We used the TipRanks database to pull the latest scoop on three stocks that are showing all the signs of overselling and encountering a profile: analysts on the street see them as strong buys, they are showing a strong rise, even in the triple digits . , and their stock prices are falling. Let’s dive into it.

AppLovin (APP)

We will start in the software sector. AppLovin is a platform for mobile app developers, offering tools to optimize app creation and marketing, at any scale. The platform also supports monetization and brings flexibility that app developers can use to their advantage. AppLovin also offers app publishing, advertising, and analytics services. The company’s total revenue is split approximately 2:1 between application revenue and software platform revenue.

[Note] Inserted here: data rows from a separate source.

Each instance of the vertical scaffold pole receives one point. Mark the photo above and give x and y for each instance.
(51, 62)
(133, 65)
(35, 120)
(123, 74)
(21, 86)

The total top line is impressive. AppLovin posted total revenue of $793 million in 4Q21, the latest report released, for 56% year-over-year growth. Of that total, $247 million came from enterprise software revenue, while application revenue was $547 million. These higher figures led to a net profit for the quarter of $31 million, which represents a dramatic turnaround from the net loss of $19 million in the year-ago quarter.

Since its IPO a year ago, AppLovin has seen its revenue grow steadily — and the fourth quarter numbers, released last February, were record results for the company. For the full year of 2021, AppLovin’s growth was even more impressive: revenue grew 92% year-over-year to $2.8 billion, and annual net income was $35 million. was light years ahead of the $126 million loss recorded in 2020.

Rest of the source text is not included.